Write a script to find out all additive primes <= 100. Additive primes are prime numbers for which the sum of their decimal digits are also primes.

Examples

Example 1:
47, as 4 + 7 = 11, which is prime.

Analysis

We are looking for prime numbers whose digits sum to a prime. Given that I've resorted to using is_prime from Math::Prime::Util, there isn't much left to do.

One could try a number of ways of summing the digits. Perhaps the neatest (version 1) is:

$sd = 0;
$sd += $1 while $n =~ m|(\d)|g;

- a single line and reasonably comprehensible, and works for a bigint.

Another thought (version 2) was:

$n =~ s|(\d)|$1+|g;
$sd = eval($n . '0');

This inserts a plus after each digit of $n, appends a zero and evals the resulting sum.

And the arithmetic way (version 3) is:

while ($n > 0) {
    $sd += $n % 10;
    $n = int($n / 10);
}

So which is the most efficient? I tested them each on a 20-digit number, running the sum a million times, and the results were:

• Version 1 - 23 seconds
• Version 2 - 89 seconds
• Version 3 - 15 seconds.

So version 2 loses out, probably because the eval means invoking the compiler and probably also prevents any optimisation.
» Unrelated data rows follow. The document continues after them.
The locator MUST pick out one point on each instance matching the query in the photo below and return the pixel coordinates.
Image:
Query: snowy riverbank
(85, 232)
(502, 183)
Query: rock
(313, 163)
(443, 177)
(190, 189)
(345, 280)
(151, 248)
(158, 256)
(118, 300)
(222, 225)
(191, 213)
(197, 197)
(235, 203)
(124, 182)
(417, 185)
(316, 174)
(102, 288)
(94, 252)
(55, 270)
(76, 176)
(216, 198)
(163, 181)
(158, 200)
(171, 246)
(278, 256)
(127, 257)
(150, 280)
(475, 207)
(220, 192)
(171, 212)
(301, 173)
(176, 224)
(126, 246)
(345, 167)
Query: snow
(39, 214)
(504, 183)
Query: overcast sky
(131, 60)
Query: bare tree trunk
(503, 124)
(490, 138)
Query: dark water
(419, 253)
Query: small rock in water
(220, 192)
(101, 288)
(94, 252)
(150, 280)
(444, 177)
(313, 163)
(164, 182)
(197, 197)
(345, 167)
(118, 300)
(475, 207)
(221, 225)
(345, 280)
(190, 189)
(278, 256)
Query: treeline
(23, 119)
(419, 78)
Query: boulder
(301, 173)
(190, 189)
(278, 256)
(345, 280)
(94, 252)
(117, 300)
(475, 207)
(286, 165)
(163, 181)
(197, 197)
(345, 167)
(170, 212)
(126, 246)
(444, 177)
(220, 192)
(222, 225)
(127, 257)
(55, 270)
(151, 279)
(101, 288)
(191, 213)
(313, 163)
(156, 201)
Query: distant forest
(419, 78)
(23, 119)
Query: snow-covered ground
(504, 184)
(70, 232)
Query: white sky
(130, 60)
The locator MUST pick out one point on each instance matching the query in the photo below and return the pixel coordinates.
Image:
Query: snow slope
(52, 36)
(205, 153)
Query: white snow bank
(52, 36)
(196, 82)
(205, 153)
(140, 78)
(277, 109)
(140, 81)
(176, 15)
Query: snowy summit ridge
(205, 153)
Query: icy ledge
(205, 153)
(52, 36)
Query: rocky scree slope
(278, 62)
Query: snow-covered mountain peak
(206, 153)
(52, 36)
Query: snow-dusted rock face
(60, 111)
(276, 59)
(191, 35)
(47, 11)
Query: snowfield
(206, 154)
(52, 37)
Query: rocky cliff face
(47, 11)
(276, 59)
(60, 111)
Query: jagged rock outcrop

But probably they would all be fine for any real-world task.

Script

#!/usr/bin/perl

# Peter Campbell Smith - 2022-03-30
# PWC 158 task 1

use v5.28;
use strict;
use warnings;
use utf8;

use Math::Prime::Util 'is_prime';

my ($j, $s);

# find additive primes
for $j (1 .. 100) {
    next unless is_prime($j);
    $s = $j % 10 + int($j / 10) % 10 + int($j / 100) % 10;
    say qq[$j is an additive prime whose digits sum to $s] if is_prime($s);
}

Output

2 is an additive prime whose digits sum to 2
3 is an additive prime whose digits sum to 3
5 is an additive prime whose digits sum to 5
7 is an additive prime whose digits sum to 7
11 is an additive prime whose digits sum to 2
23 is an additive prime whose digits sum to 5
29 is an additive prime whose digits sum to 11
41 is an additive prime whose digits sum to 5
43 is an additive prime whose digits sum to 7
47 is an additive prime whose digits sum to 11
61 is an additive prime whose digits sum to 7
67 is an additive prime whose digits sum to 13
83 is an additive prime whose digits sum to 11
89 is an additive prime whose digits sum to 17